Elan¶

class pympi.Elan.Eaf(file_path=None, author='pympi')¶

Read and write Elan’s Eaf files.

Note

All times are in milliseconds and can’t have decimals.

Variables:

annotation_document (dict) – Annotation document TAG entries.
licences (dict) – Licences included in the file.
header (dict) – XML header.
media_descriptors (list) – Linked files, where every file is of the form: {attrib}.
properties (list) – Properties, where every property is of the form: (value, {attrib}).
linked_file_descriptors (list) – Secondary linked files, where every linked file is of the form: {attrib}.
timeslots (dict) – Timeslot data of the form: {id -> time(ms)}.
tiers (dict) –
Tiers, where every tier is of the form: {tier_name -> (aligned_annotations, reference_annotations, attributes, ordinal)},

aligned_annotations of the form: [{id -> (begin_ts, end_ts, value, svg_ref)}],

reference annotations of the form: [{id -> (reference, value, previous, svg_ref)}].
linguistic_types (list) – Linguistic types, where every type is of the form: {id -> attrib}.
locales (list) – Locales, every locale is of the form: {attrib}.
constraints (dict) – Constraints, every constraint is of the form: {stereotype -> description}.
controlled_vocabularies (dict) –
Controlled vocabulary, where every controlled vocabulary is of the form: {id -> (descriptions, entries, ext_ref)},

descriptions of the form: [(lang_ref, text)],

entries of the form: {id -> (values, ext_ref)},

values of the form: [(lang_ref, description, text)].
external_refs (list) – External references, where every reference is of the form [id, type, value].
lexicon_refs (list) – Lexicon references, where every reference is of the form: [{attribs}].
annotations (dict) – Dictionary of annotations of the form: {id -> tier}``, this is only used internally.

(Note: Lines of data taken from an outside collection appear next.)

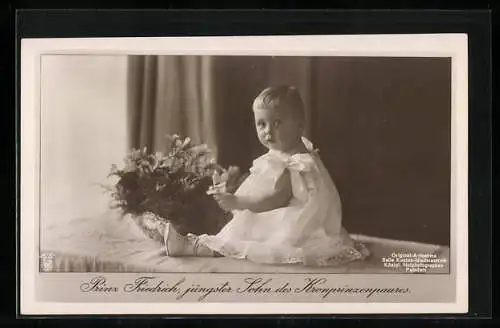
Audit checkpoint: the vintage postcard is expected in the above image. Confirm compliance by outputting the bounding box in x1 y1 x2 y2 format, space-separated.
20 34 468 315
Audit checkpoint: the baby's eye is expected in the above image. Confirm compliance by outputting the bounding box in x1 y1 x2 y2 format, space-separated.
257 121 265 128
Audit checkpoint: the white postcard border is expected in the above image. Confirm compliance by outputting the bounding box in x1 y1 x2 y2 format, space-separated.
20 34 468 315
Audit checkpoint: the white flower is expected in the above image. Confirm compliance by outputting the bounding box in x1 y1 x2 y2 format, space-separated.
174 137 191 150
143 216 158 230
181 137 191 148
212 171 221 185
190 144 209 154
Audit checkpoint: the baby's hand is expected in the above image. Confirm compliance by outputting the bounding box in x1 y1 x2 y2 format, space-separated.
206 182 226 195
212 192 241 211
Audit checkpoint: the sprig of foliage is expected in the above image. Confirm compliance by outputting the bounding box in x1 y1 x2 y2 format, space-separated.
102 135 227 235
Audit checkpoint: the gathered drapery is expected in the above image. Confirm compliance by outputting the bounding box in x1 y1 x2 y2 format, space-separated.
127 55 220 157
127 55 313 170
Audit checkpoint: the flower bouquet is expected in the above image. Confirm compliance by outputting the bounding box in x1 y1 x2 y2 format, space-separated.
102 135 238 243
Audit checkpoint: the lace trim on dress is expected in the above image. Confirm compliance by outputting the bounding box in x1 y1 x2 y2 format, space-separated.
199 236 370 267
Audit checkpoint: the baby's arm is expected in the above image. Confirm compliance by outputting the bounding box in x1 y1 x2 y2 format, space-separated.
239 169 292 212
213 169 292 213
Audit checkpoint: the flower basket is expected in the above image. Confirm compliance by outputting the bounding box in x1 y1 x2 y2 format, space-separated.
102 135 233 241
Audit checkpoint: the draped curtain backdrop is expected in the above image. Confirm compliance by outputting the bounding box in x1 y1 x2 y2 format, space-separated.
127 56 451 246
127 56 218 157
127 56 312 171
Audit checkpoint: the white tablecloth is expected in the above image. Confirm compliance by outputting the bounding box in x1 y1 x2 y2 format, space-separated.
40 211 450 274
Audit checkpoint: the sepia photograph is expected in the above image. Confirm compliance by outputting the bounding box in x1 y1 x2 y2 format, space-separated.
38 53 453 274
21 35 468 313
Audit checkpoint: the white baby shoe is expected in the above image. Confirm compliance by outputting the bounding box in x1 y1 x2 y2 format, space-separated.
164 222 214 257
164 222 192 256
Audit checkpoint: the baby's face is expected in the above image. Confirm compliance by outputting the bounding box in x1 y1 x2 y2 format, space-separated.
253 107 302 153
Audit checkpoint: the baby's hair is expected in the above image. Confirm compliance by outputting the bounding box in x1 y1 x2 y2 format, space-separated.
252 85 305 123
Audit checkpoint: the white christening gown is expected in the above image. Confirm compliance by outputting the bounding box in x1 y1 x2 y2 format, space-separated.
197 137 370 267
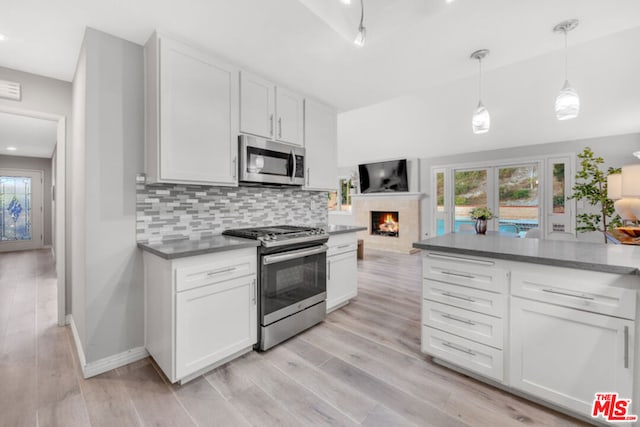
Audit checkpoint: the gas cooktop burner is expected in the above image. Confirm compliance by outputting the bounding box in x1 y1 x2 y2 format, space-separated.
223 225 328 248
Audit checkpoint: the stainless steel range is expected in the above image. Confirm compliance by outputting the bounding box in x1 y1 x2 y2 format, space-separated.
222 225 328 351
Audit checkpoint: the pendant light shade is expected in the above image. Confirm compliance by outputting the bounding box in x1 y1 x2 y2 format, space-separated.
354 0 366 47
472 101 490 134
354 25 366 47
555 80 580 120
470 49 490 134
554 20 580 121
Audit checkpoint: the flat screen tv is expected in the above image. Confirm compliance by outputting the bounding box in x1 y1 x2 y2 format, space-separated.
358 159 409 193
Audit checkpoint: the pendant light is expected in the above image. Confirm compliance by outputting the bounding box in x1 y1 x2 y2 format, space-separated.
554 19 580 120
354 0 366 47
470 49 490 134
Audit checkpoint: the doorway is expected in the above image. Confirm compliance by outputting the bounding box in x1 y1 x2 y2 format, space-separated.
0 169 44 252
0 108 66 326
449 163 541 235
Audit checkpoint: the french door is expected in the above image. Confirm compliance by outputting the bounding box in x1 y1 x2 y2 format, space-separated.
0 169 43 252
437 163 541 236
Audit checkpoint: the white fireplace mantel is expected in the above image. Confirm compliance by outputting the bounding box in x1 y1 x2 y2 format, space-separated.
351 192 426 200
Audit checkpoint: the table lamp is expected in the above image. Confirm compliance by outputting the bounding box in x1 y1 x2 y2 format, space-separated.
621 164 640 224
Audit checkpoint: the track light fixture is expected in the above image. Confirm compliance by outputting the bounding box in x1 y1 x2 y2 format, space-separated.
354 0 366 47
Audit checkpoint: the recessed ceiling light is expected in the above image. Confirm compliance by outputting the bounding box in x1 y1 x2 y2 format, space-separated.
340 0 352 4
446 0 455 3
0 33 7 42
6 146 17 151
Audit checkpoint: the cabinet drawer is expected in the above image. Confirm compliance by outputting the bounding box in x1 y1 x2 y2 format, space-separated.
422 326 504 382
175 253 256 292
511 265 636 320
423 300 503 349
423 252 509 294
423 278 506 317
328 233 357 257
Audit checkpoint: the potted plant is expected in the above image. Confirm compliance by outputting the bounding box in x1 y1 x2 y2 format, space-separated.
469 206 493 234
569 147 622 244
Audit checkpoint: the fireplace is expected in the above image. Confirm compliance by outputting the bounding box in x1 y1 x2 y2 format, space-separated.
371 211 399 237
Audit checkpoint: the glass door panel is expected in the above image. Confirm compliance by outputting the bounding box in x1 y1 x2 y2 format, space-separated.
1 176 32 241
546 156 574 239
497 165 539 237
454 169 488 232
435 171 446 236
0 170 43 252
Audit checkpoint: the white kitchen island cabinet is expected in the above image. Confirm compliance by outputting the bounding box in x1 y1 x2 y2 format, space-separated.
143 247 257 384
303 98 338 191
326 232 358 312
145 32 239 186
510 297 634 416
414 234 640 425
239 71 304 146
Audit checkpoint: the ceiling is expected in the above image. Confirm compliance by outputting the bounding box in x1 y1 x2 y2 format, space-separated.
0 113 58 158
2 0 640 113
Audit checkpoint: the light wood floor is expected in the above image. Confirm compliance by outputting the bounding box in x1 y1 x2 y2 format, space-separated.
0 248 588 427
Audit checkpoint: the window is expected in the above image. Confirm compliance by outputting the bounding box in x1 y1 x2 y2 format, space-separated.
432 155 574 239
328 177 354 212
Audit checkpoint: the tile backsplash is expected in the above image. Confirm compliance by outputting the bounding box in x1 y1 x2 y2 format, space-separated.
136 177 328 243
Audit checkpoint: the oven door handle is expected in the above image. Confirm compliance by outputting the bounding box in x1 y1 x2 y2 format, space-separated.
263 244 328 265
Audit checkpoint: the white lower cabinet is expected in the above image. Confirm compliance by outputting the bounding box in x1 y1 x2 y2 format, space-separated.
326 233 358 312
421 250 639 423
144 248 257 383
510 296 635 416
421 251 508 382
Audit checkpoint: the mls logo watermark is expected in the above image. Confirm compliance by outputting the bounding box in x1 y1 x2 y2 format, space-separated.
592 393 638 422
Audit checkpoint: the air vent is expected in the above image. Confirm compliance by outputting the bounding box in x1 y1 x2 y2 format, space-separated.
0 79 21 101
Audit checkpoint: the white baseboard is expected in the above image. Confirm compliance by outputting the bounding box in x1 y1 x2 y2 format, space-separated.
66 314 148 379
67 314 87 369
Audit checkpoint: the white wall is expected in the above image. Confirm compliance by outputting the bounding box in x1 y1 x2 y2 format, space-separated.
337 27 640 167
0 66 72 312
71 39 87 353
419 133 640 242
0 155 53 245
71 28 144 364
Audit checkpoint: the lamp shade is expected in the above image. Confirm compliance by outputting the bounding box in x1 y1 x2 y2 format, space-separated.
622 164 640 197
607 173 622 200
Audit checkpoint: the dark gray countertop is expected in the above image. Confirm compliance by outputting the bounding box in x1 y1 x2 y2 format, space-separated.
138 235 260 260
413 233 640 275
324 225 367 235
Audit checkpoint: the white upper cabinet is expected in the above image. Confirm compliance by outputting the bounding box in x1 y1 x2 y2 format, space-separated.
145 33 239 186
304 99 338 191
239 71 303 146
239 71 276 139
275 87 304 145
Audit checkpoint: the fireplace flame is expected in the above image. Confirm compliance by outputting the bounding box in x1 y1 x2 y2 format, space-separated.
379 213 399 233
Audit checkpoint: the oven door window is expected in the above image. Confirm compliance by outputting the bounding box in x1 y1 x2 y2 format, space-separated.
261 251 326 325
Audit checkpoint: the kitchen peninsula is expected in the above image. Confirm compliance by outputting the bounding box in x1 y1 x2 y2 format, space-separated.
413 233 640 425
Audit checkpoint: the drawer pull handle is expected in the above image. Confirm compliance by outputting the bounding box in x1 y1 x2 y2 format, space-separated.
442 341 476 356
337 244 352 250
541 288 595 300
624 326 629 369
442 291 476 303
441 270 475 279
442 313 476 326
427 253 494 266
207 267 236 276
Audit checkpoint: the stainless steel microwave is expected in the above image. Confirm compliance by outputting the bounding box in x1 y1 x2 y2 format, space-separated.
239 135 305 186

__init__(file_path=None, author='pympi')¶

Construct either a new Eaf file or read on from a file/stream.

Parameters:	file_path (str) – Path to read from, - for stdin. If `None` an empty Eaf file will be created. author (str) – Author of the file.

add_linguistic_type(lingtype, constraints=None, timealignable=True, graphicreferences=False, extref=None, param_dict=None)¶

Add a linguistic type.

Parameters:

lingtype (str) – Name of the linguistic type.
constraints (list) – Constraint names.
timealignable (bool) – Flag for time alignable.
graphicreferences (bool) – Flag for graphic references.
extref (str) – External reference.
param_dict (dict) – TAG attributes, when this is not None it will ignore all other options. Please only use dictionaries coming from the get_parameters_for_linguistic_type()

Raises KeyError:

If a constraint is not defined

add_linked_file(file_path, relpath=None, mimetype=None, time_origin=None, ex_from=None)¶

Add a linked file.

Raises KeyError:
Parameters:	file_path (str) – Path of the file. relpath (str) – Relative path of the file. mimetype (str) – Mimetype of the file, if `None` it tries to guess it according to the file extension which currently only works for wav, mpg, mpeg and xml. time_origin (int) – Time origin for the media file. ex_from (str) – Extracted from field.
	If mimetype had to be guessed and a non standard extension or an unknown mimetype.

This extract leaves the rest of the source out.